It notes in its ‘Outlook for copper demand’ report, that global refined copper demand will outpace production and maintain the market in deficit over the coming year, driven by solid demand from China’s power and infrastructure sector and rising global electric vehicle production.

It forecast the global refined copper balance to register a deficit of 247 000 t in 2018 and remain undersupplied through to 2021.

Over the longer term, Fitch expects the global copper deficit to gradually shrink and the market to shift into oversupply between 2022 and 2027, as strong prices incentivise producers to ramp up output and invest in new projects.

Globally, refined copper production growth will pick up over coming decades as prices improve, the report states.

Fitch forecasts global output to climb from 23.5-million tonnes in 2018 to 29.9-million tonnes by 2027, averaging 2.7% yearly growth, in line with the average yearly growth of 2.5% over the previous ten-year period.

China’s refined copper production is expected to maintain steady growth, with top producers capitalising on elevated prices.

Chile, the second largest refined copper producer, will benefit from strong copper prices and an investment focused agenda. Fitch forecasts the country’s production to return to growth in 2018, on the back of rising prices and a solid project pipeline.

Further, India is expected to emerge as a key bright spot in global copper production growth, supported by government initiatives to increase metal output and lower production costs.

CONSUMPTION

China’s refined copper consumption growth rate is projected to remain strong this year, owing to the government bolstering infrastructure projects to offset the growing trade dispute with the US.

China will remain the dominant global user of copper, with consumption expected to increase from 11.7-million tonnes in 2018 to 15.9-million tonnes by 2027.

Fitch predicts a muted outlook for US copper demand growth over the coming years owing to its view that President Donald Trump’s infrastructure package will fall considerably short of current mainstream expectations.

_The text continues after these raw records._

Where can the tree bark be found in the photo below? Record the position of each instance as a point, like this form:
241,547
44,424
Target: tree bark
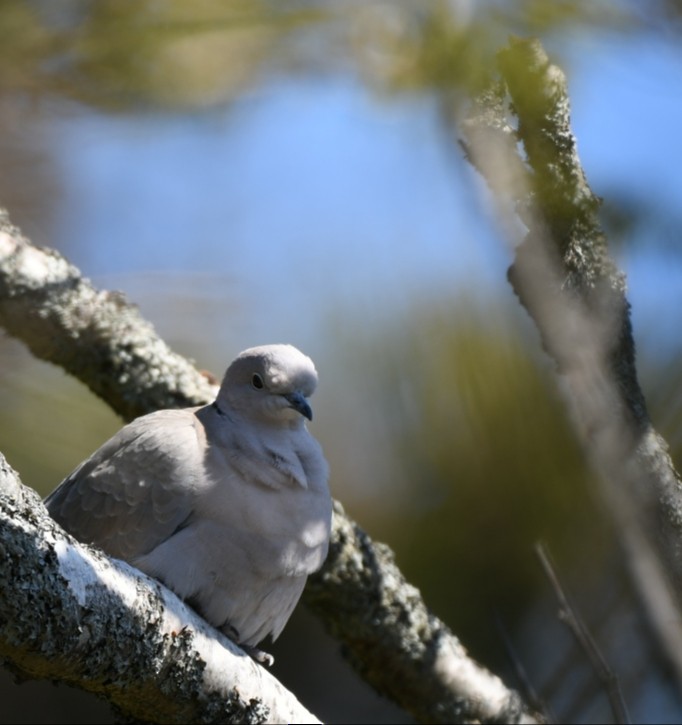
401,648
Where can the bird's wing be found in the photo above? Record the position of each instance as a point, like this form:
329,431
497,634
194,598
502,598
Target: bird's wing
138,488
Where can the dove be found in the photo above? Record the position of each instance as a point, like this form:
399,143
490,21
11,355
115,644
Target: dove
226,504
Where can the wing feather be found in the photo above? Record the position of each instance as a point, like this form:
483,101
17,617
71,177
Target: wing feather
138,488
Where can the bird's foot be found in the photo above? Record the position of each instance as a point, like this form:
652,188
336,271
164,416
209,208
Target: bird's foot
261,657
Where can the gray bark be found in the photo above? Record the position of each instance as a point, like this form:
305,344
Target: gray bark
401,648
564,277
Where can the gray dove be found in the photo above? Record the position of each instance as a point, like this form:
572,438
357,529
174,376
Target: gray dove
226,504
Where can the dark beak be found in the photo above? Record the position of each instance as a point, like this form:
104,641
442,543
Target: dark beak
299,402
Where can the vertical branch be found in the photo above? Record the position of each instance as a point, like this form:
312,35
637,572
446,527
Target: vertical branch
519,137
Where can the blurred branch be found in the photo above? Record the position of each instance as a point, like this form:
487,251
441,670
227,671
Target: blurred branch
393,640
69,613
574,622
519,137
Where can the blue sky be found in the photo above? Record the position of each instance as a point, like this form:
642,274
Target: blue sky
310,197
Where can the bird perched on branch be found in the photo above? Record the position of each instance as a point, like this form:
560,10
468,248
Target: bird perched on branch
226,504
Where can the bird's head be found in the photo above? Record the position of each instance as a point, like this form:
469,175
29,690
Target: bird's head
269,383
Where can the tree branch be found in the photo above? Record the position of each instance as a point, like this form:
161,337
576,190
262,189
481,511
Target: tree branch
571,288
384,625
64,605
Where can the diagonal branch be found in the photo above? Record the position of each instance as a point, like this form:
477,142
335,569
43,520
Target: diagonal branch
402,649
64,605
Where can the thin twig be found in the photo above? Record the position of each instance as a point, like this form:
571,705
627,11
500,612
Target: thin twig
570,618
528,692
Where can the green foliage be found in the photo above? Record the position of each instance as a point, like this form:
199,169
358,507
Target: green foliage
490,466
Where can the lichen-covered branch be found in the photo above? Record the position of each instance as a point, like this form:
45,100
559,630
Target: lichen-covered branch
69,613
97,336
382,622
519,137
395,643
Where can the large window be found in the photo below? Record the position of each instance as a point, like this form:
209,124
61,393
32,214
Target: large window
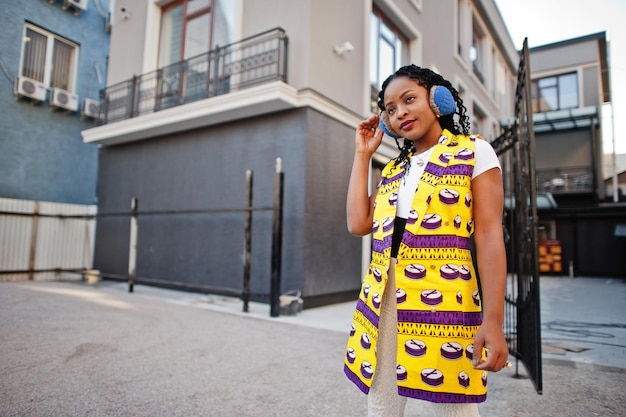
48,58
388,52
185,30
555,93
194,27
477,51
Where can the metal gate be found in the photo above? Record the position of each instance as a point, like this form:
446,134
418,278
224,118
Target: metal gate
516,148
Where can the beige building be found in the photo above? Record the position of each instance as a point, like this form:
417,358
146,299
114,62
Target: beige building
198,91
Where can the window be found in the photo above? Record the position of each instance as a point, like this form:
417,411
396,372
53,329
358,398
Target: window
194,27
388,52
48,58
185,30
555,93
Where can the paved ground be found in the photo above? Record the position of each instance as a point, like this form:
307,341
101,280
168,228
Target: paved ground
69,349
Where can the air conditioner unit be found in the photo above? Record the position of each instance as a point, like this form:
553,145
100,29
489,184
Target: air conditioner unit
29,88
62,99
91,108
77,5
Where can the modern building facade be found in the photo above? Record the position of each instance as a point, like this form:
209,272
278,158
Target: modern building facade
199,92
581,229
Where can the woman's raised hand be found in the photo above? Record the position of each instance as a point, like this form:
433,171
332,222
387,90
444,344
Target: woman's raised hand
368,136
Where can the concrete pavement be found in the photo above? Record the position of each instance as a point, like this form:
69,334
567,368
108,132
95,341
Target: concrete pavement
71,349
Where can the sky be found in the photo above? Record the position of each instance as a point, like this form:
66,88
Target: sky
548,21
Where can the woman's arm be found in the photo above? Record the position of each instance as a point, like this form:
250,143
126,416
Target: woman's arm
488,197
359,205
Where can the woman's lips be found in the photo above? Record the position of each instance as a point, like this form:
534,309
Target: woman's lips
407,125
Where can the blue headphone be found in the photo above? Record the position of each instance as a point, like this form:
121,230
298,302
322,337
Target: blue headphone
441,102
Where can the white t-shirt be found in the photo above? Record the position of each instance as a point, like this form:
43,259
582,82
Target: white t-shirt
486,159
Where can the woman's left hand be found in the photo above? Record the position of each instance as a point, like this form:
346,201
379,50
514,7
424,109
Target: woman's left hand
490,337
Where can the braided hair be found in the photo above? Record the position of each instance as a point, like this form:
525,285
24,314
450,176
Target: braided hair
427,78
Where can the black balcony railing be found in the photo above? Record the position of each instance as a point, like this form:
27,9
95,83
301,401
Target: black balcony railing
249,62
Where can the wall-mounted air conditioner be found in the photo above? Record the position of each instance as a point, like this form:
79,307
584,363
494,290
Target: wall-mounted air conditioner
77,5
61,99
28,88
91,108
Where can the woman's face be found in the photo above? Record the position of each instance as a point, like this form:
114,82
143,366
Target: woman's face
407,105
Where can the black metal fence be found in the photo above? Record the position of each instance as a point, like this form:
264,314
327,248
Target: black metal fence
516,147
249,62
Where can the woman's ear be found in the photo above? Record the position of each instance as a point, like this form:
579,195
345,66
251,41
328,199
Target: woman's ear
441,101
385,126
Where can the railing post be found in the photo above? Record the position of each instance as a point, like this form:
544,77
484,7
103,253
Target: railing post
33,242
277,226
247,242
132,255
134,102
216,71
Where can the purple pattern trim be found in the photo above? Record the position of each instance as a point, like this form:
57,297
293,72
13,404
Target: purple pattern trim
367,312
356,380
434,169
441,397
439,171
380,245
460,169
440,317
385,181
437,241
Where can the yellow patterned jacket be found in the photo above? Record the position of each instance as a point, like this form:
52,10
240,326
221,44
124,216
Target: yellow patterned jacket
438,302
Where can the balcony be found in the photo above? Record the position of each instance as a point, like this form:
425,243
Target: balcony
571,180
248,63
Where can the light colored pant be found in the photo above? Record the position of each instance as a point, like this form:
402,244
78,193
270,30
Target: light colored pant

It forecasts US refined copper consumption to edge higher, from 1.5-million tonnes in 2018 to 1.7-million tonnes by 2027.

India is expected to drive global copper demand growth, supported by strong economic growth and manufacturing sector growth.

Fitch Solutions forecasts India’s copper consumption to increase from 528 000 t in 2018 to 1.5-million tonnes by 2027, averaging 11.2% yearly growth.

Copper demand is also expected to benefit from the rise of the electric vehicle market and growing popularity of renewable energy sources.

In September 2018, the US announced the implementation of 10% tariffs on $200-billion worth of imports from China, with the US being the second largest importer of Chinese electrical machinery and equipment, and tariffs targeting these affecting Chinese exports, subsequently impacting on China’s copper demand.

However, copper demand in China, the biggest global consumer, remained strong over 2018, suggesting that its trade dispute with the US has not yet impacted on consumption.

The report cites high frequency Bloomberg data that shows Chinese refined copper imports rose by 42.8% year-on-year over the first ten months of 2018.

Also, China’s ban on scrap imports is expected to create a short-term disruption in the global scrap metal markets, with the country accounting for about half the global copper waste and scrap imports.

However, Fitch indicates that the long-term fundamentals will be unlikely to change as a collapse in copper scrap prices will incentivise others countries to increase copper scrap imports and export more refined copper.